Oral steroids have long been an option for severe asthma patients, but their chronic use results in a slew of complications, including weight gain, osteoporosis, and diabetes. This stems from their systemic effect – they help manage asthma but impact the whole body in the process. As the DNA-coated nanoparticles are inhaled, they target the lungs directly. This means that the immune system and GATA-3 expression are unaffected in the rest of the body, which is important since cytokines are crucial for fighting off infection.
Targeted drug delivery additionally reduces dosage size, and since the therapeutic is administered by a nebulizer, it doesn’t require a visit to the doctor’s office. Nanoparticle therapy claims many benefits against its competitors, but it comes with its own uncertainties. As Dr. Salaita explained, “The DNA is safe. But, what does a ten-nanometer gold particle do?” Gold is considered the safest and most inert metal and it is often ingested in the form of edible gold leaf, but its interaction with bodily tissue like the lungs is still not fully understood.
“We did a six-month study to find out where the gold goes. There’s a very small amount of accumulation in the liver and the spleen.
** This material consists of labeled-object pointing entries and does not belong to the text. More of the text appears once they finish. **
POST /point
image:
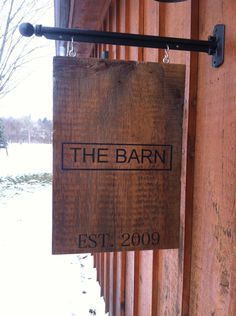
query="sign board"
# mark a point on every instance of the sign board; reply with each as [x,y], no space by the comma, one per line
[117,155]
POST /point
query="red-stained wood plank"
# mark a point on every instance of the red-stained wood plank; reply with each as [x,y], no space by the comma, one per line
[120,291]
[112,285]
[129,283]
[151,27]
[213,290]
[145,283]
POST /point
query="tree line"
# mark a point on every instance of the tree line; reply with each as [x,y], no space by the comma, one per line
[25,130]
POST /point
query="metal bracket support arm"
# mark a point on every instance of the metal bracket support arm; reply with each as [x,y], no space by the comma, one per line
[213,46]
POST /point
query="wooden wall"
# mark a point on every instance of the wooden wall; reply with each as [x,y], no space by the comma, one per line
[200,277]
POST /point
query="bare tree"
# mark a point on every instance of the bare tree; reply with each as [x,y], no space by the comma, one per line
[16,51]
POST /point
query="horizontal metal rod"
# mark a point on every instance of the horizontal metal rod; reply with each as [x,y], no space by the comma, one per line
[113,38]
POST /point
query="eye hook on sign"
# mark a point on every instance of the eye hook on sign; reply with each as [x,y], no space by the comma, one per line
[71,49]
[166,58]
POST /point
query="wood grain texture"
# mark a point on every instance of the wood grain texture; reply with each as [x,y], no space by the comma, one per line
[103,106]
[213,290]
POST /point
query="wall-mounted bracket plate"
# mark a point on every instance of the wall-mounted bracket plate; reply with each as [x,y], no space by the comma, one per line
[219,37]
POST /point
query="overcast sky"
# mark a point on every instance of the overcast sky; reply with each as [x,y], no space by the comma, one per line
[33,96]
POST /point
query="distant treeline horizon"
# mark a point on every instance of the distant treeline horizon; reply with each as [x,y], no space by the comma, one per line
[26,130]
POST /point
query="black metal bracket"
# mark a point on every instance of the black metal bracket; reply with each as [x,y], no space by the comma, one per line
[213,46]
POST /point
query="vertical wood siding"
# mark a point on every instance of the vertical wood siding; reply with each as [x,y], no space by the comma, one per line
[200,277]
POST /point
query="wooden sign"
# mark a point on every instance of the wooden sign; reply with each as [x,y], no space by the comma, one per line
[117,155]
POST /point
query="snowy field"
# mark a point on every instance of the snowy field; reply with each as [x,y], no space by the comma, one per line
[32,281]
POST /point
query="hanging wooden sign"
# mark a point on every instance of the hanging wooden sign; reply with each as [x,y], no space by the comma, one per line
[117,155]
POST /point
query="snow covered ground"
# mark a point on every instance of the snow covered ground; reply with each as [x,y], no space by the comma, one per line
[32,281]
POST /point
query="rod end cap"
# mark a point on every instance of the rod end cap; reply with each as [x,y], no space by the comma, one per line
[26,29]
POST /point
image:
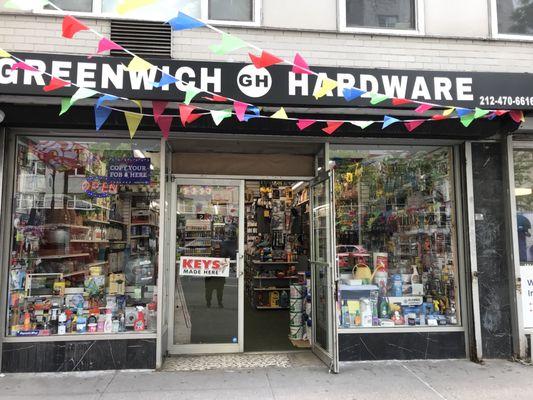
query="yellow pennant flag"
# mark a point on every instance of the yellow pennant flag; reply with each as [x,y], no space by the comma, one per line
[129,5]
[327,86]
[280,114]
[133,120]
[4,54]
[137,64]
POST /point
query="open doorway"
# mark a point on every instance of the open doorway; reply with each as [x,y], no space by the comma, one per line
[277,300]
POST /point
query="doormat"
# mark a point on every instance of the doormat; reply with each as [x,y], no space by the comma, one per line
[225,361]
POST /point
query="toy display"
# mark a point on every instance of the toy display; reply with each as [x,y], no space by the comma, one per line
[397,206]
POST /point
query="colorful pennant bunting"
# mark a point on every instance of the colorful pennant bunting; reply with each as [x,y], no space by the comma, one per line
[71,26]
[265,60]
[133,120]
[300,66]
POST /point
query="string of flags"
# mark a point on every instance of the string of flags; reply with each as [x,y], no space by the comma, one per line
[243,111]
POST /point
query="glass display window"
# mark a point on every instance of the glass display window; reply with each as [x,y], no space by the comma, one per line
[395,238]
[84,237]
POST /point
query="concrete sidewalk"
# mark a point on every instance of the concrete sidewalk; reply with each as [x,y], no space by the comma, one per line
[415,380]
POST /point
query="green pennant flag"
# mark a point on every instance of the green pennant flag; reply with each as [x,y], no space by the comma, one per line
[479,112]
[229,43]
[191,93]
[377,98]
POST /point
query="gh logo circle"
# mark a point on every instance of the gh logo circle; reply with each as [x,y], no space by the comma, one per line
[254,82]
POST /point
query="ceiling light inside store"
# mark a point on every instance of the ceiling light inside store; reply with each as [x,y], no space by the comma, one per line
[522,191]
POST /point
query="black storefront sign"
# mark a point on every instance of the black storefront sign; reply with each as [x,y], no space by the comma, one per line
[275,86]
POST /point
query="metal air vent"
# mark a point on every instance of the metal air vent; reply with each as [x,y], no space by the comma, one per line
[146,39]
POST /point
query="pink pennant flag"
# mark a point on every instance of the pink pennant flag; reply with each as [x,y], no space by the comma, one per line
[304,123]
[423,108]
[300,65]
[164,122]
[412,125]
[332,126]
[240,109]
[24,66]
[159,108]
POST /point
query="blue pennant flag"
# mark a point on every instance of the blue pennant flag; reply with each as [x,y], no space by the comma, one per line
[105,97]
[183,21]
[165,80]
[463,111]
[101,114]
[352,93]
[389,121]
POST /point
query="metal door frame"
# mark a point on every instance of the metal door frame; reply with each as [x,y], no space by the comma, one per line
[207,347]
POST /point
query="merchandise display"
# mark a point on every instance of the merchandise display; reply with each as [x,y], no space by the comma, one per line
[395,235]
[85,239]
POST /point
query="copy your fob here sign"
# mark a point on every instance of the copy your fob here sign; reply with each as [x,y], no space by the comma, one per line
[204,266]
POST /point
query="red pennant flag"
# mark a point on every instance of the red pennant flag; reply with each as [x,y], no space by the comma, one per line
[164,122]
[300,65]
[159,108]
[266,60]
[71,26]
[399,102]
[332,126]
[55,84]
[304,123]
[412,125]
[186,114]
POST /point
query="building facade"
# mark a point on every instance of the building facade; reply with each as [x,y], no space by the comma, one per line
[456,241]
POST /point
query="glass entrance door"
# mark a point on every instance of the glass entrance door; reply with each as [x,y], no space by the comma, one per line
[323,271]
[207,313]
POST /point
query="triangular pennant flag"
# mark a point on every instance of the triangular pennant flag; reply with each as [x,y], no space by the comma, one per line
[184,21]
[240,109]
[166,79]
[130,5]
[266,60]
[101,114]
[164,122]
[332,126]
[24,66]
[191,93]
[65,106]
[398,102]
[4,54]
[517,116]
[463,111]
[55,83]
[387,121]
[300,65]
[377,98]
[422,108]
[479,112]
[137,64]
[327,86]
[220,115]
[105,45]
[304,123]
[105,97]
[71,26]
[229,43]
[82,93]
[352,93]
[133,120]
[362,124]
[412,125]
[280,114]
[159,108]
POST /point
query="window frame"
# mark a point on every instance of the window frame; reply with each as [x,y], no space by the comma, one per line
[493,28]
[418,30]
[204,14]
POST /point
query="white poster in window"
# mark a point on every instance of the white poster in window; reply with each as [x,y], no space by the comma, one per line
[204,266]
[526,277]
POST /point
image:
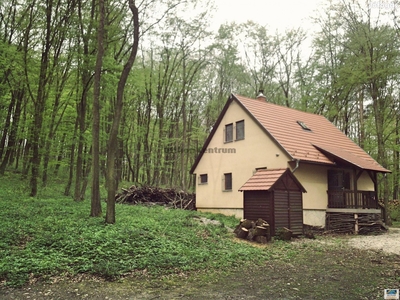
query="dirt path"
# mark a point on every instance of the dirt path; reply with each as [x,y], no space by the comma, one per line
[389,242]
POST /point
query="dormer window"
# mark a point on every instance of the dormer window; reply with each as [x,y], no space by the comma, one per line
[303,125]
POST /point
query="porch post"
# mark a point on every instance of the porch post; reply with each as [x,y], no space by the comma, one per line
[355,179]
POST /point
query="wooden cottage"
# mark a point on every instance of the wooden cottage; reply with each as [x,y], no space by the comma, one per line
[249,135]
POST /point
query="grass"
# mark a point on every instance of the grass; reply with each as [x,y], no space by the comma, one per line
[52,235]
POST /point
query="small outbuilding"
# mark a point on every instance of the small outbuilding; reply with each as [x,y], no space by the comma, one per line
[275,196]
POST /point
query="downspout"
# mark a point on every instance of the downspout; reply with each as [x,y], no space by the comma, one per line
[297,165]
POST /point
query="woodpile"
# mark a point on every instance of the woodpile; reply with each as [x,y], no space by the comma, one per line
[340,222]
[258,231]
[284,234]
[154,195]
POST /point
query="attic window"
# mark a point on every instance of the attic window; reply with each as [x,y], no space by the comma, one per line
[303,125]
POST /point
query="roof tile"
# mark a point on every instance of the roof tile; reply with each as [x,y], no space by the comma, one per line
[321,144]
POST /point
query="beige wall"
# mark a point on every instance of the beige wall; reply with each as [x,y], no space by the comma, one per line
[256,150]
[241,158]
[314,180]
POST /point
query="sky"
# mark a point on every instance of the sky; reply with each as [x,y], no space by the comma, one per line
[276,14]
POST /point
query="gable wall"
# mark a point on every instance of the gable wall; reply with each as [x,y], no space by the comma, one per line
[256,150]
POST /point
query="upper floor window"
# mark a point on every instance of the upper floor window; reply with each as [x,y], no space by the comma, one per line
[240,130]
[203,178]
[228,181]
[228,133]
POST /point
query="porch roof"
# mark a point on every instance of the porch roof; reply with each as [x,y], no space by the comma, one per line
[341,154]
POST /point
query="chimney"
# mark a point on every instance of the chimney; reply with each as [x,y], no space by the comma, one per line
[261,95]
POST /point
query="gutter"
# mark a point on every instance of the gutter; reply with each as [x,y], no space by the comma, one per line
[297,165]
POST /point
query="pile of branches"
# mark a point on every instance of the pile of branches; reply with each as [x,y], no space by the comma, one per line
[157,196]
[257,231]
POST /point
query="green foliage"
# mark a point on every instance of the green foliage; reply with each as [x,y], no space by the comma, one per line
[42,237]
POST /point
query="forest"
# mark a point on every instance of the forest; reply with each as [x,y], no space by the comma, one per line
[106,91]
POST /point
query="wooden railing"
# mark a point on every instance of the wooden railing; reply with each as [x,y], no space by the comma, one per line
[348,199]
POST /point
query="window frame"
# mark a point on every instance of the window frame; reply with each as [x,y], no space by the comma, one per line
[236,131]
[226,131]
[201,177]
[228,183]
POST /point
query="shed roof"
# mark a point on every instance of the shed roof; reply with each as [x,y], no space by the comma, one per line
[265,180]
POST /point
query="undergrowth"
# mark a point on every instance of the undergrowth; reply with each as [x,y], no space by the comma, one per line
[51,235]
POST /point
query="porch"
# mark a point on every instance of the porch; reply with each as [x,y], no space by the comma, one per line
[349,199]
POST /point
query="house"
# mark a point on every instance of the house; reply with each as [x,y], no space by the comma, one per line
[254,143]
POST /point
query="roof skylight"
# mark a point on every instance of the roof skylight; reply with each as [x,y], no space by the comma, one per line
[303,125]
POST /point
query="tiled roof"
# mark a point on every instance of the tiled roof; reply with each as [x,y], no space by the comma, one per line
[321,144]
[262,180]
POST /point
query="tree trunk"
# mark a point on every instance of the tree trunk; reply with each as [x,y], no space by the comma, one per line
[112,145]
[95,203]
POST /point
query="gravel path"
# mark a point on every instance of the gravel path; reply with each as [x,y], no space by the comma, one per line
[388,242]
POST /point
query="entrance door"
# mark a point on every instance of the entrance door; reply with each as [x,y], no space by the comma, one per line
[336,189]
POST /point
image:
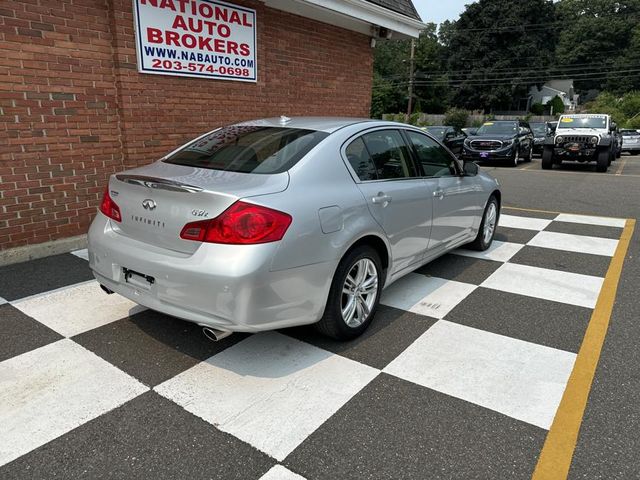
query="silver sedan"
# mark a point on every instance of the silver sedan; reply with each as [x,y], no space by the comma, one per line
[281,222]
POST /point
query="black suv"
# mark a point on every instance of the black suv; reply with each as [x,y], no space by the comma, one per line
[505,140]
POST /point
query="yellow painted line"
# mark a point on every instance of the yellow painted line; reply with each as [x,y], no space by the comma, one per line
[557,452]
[621,167]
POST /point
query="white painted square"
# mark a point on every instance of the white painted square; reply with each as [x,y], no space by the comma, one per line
[430,296]
[519,379]
[525,223]
[575,243]
[51,390]
[278,472]
[84,254]
[77,309]
[498,251]
[564,287]
[269,390]
[602,221]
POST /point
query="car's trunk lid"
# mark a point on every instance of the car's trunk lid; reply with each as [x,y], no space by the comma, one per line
[158,200]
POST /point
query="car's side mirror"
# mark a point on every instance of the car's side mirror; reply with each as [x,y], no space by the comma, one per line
[470,169]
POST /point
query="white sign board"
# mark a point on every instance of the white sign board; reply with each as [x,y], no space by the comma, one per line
[196,38]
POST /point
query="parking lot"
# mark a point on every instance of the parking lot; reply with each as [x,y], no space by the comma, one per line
[475,367]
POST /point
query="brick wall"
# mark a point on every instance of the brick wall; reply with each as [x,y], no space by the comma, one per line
[74,109]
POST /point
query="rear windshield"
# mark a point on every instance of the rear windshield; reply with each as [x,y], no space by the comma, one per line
[498,128]
[249,149]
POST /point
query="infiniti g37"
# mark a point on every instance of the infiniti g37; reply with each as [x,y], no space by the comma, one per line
[282,222]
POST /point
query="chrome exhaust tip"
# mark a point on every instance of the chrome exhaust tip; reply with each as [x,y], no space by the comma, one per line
[215,335]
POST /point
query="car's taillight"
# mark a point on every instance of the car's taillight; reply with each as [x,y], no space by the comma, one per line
[240,224]
[109,207]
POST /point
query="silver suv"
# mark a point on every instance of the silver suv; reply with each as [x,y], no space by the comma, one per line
[581,138]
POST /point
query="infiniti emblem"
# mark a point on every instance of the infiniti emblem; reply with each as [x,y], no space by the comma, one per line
[149,204]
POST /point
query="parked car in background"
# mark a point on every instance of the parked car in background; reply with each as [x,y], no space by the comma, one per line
[452,137]
[630,141]
[581,138]
[281,222]
[540,131]
[505,140]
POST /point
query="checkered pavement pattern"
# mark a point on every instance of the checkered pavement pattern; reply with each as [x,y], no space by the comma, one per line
[459,376]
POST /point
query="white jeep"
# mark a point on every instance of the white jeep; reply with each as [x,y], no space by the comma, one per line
[581,138]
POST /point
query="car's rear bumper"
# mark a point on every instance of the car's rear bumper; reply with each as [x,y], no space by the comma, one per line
[227,287]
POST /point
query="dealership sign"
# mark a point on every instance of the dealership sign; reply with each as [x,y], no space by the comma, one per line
[196,38]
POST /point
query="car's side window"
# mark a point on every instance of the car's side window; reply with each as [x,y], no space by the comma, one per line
[435,160]
[360,160]
[390,154]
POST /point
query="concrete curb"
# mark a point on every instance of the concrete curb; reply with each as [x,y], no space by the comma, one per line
[32,252]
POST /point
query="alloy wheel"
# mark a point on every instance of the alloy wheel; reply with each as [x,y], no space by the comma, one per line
[359,292]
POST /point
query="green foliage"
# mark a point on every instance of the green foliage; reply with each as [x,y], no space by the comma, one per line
[456,117]
[414,118]
[391,75]
[600,33]
[489,58]
[537,109]
[625,109]
[557,105]
[486,62]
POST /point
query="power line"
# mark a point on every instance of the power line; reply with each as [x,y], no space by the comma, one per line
[499,82]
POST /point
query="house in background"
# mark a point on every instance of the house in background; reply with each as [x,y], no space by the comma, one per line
[561,88]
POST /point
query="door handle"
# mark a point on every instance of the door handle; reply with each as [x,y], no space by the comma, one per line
[382,199]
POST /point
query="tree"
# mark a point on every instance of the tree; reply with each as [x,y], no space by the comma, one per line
[497,50]
[456,117]
[557,105]
[391,75]
[600,39]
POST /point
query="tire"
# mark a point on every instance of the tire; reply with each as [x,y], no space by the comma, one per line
[333,323]
[547,159]
[604,160]
[484,238]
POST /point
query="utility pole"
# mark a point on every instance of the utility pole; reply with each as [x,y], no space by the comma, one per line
[411,67]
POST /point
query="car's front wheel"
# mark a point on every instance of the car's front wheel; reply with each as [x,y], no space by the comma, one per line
[488,226]
[354,294]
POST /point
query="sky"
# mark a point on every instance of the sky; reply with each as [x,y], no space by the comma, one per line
[437,11]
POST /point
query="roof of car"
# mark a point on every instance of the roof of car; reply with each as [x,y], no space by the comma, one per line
[324,124]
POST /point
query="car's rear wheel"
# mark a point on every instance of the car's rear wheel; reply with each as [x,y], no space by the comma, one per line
[604,160]
[547,159]
[488,226]
[354,295]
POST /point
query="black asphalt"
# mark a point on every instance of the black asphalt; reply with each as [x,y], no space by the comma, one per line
[609,439]
[377,434]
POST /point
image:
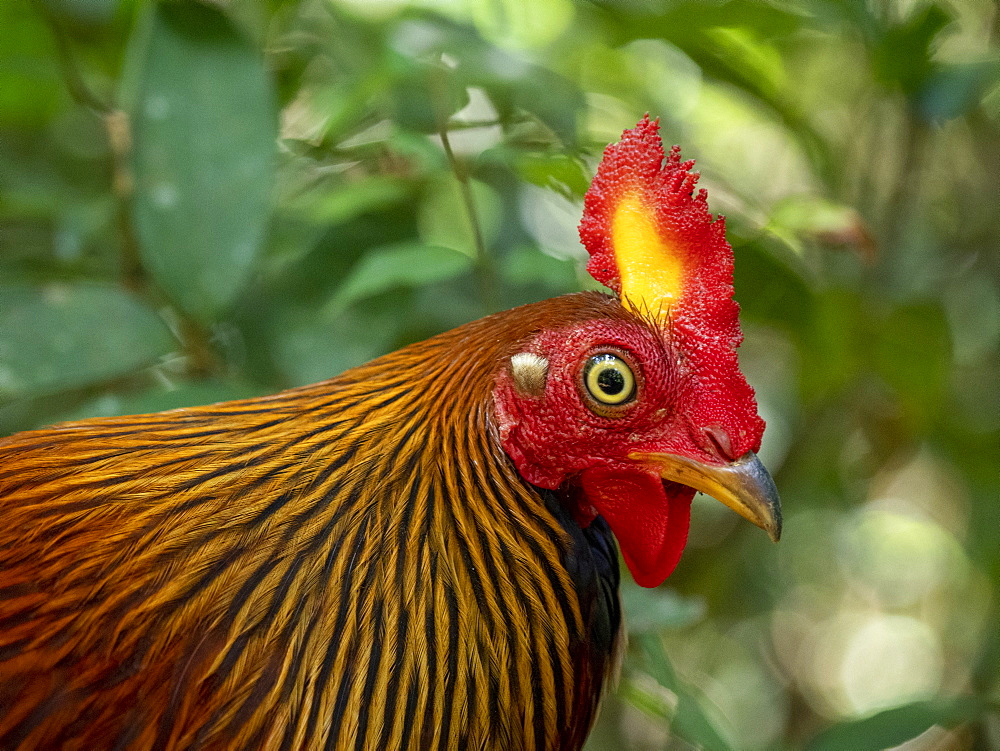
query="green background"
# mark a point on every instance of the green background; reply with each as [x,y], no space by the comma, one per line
[205,202]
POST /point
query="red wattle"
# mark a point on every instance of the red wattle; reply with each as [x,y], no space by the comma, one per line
[650,518]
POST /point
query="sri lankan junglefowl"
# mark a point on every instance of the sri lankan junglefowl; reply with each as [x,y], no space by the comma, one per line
[419,553]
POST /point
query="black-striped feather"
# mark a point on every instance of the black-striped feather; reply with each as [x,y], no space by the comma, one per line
[350,565]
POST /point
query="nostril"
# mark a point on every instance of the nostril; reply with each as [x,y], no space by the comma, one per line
[720,442]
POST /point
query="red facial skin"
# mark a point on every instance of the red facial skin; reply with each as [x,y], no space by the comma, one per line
[558,439]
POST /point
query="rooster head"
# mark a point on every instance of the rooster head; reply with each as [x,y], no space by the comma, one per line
[634,409]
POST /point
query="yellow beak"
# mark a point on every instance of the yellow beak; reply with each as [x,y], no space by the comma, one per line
[744,485]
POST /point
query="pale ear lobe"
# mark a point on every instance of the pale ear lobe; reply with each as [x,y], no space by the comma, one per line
[529,372]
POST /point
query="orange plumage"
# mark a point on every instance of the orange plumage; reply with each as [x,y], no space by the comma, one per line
[410,555]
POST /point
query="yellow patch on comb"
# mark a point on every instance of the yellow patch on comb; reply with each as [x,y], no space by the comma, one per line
[651,271]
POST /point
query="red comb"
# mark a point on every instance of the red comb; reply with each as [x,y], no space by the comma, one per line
[652,240]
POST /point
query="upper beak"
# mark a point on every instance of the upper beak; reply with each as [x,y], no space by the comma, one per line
[743,485]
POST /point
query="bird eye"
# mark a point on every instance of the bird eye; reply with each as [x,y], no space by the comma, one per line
[609,379]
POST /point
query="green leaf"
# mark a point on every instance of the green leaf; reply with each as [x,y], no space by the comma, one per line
[690,721]
[649,610]
[912,352]
[903,55]
[205,128]
[57,337]
[404,265]
[896,726]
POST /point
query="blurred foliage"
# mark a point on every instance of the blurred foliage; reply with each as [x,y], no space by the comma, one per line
[208,201]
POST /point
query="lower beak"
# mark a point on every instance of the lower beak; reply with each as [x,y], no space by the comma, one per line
[743,485]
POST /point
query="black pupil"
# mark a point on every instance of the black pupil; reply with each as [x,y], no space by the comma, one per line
[611,381]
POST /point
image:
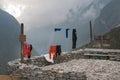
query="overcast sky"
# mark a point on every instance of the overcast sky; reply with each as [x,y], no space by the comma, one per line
[40,13]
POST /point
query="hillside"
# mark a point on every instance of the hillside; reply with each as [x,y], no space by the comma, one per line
[115,38]
[108,18]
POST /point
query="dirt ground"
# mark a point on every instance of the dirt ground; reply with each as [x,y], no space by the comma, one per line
[8,77]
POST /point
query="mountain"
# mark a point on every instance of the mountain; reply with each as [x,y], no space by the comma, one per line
[109,17]
[9,39]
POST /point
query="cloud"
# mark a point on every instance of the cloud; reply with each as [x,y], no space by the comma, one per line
[40,13]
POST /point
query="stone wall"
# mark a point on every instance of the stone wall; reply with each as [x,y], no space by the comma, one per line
[32,70]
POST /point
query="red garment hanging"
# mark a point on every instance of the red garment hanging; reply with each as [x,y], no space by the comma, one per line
[52,50]
[26,50]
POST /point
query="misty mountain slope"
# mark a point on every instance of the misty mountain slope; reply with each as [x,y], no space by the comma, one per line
[115,37]
[9,39]
[109,17]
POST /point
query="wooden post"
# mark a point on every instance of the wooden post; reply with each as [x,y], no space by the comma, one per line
[91,35]
[22,39]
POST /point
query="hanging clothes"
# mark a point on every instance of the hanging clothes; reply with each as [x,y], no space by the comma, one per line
[52,50]
[74,38]
[26,50]
[67,32]
[58,50]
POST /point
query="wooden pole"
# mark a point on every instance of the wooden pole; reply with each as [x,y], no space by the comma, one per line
[22,42]
[91,36]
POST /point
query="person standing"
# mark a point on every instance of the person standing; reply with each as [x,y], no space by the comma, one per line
[74,38]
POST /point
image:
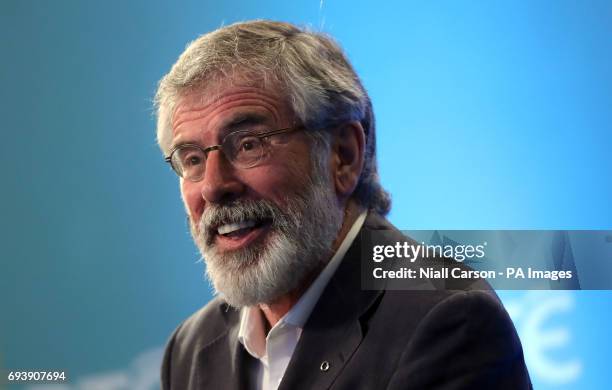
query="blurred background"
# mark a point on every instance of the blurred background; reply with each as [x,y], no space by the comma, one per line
[491,115]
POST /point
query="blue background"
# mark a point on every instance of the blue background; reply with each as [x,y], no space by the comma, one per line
[490,115]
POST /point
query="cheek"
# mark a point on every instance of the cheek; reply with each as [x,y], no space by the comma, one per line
[192,199]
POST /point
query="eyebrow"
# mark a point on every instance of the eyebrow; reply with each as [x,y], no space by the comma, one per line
[241,120]
[238,122]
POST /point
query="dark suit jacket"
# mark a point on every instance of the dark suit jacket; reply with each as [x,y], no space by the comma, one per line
[435,339]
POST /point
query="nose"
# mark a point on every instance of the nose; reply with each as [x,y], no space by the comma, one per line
[220,183]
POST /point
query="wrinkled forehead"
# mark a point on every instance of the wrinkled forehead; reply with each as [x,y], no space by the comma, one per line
[222,103]
[216,88]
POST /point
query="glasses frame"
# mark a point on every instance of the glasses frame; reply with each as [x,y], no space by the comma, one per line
[219,147]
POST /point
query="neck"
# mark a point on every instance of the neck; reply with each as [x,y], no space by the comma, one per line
[274,311]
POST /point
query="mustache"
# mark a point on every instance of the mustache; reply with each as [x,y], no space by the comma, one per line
[215,215]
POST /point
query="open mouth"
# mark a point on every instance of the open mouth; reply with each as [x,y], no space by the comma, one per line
[236,235]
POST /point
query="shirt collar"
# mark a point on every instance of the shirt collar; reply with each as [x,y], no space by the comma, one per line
[252,331]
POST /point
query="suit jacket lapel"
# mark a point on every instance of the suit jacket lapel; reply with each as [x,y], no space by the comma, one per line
[334,331]
[224,363]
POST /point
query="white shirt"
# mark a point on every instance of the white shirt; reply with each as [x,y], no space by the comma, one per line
[274,351]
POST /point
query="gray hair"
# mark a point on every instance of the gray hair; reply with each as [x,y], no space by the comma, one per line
[309,68]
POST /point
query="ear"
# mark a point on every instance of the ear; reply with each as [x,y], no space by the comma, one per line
[348,151]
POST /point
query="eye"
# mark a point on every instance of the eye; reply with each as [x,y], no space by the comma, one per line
[190,157]
[248,144]
[192,160]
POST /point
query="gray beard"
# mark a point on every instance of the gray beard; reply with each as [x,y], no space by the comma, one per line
[298,243]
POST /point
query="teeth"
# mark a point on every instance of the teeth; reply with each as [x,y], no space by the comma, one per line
[232,227]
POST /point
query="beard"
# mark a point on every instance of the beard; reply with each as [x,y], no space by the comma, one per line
[298,243]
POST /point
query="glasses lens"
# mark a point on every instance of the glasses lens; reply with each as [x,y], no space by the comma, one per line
[243,149]
[188,162]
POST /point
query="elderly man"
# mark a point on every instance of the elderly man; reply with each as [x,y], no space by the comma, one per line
[272,135]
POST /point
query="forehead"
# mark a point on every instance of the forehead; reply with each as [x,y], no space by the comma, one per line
[210,106]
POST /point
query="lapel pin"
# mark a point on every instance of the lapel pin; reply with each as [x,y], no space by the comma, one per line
[324,365]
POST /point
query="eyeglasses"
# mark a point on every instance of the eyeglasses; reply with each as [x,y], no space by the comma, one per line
[243,149]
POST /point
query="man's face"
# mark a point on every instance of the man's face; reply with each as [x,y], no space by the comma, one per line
[259,229]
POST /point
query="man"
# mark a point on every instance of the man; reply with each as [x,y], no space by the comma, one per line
[272,135]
But with daily dosing for six months, only a dose worth is accumulated in the lungs, so it’s excreted for the most part,” Salaita assured me.
The market need for severe asthma therapeutics is indisputable. And, the nanoparticle platform is undoubtedly exciting. Sarah Wilkening, OTT’s case manager for the technology, indicated that “There haven’t been any nanoparticles, to my knowledge, that have been approved for the delivery of drugs yet, though there have been clinical trials for safety and efficacy.”
Wongtrakool finds the therapeutic ripe with possibility for this reason – “We’ve developed a platform that can theoretically be applied to a lot of different endotypes within asthma. If it’s successful with T2, we can modify it to address other endotypes that don’t respond well to steroids. Steroids are bad, but at least they work. For some of these patients, steroids are not effective, so they really struggle with how to manage or treat their disease.” Modifying the DNA that is wedded to the nanoparticle could provide treatments for the TH17 endotype, or even other lung diseases.
“Especially when it comes to institutions doing research, a lot of things are ahead of the curve and ahead of their own market,” Wilkening elaborated. “Sometimes we’ll get an invention and we won’t understand entirely what the market is because it hasn’t been created yet.” This reasoning is particularly applicable here. While the technology is a vital offering for asthma patients, our understanding of its possibilities has only begun. Of course, translating this therapeutic to other diseases will require hard work, time, and extensive research. But then again, all that is gold doesn’t glitter.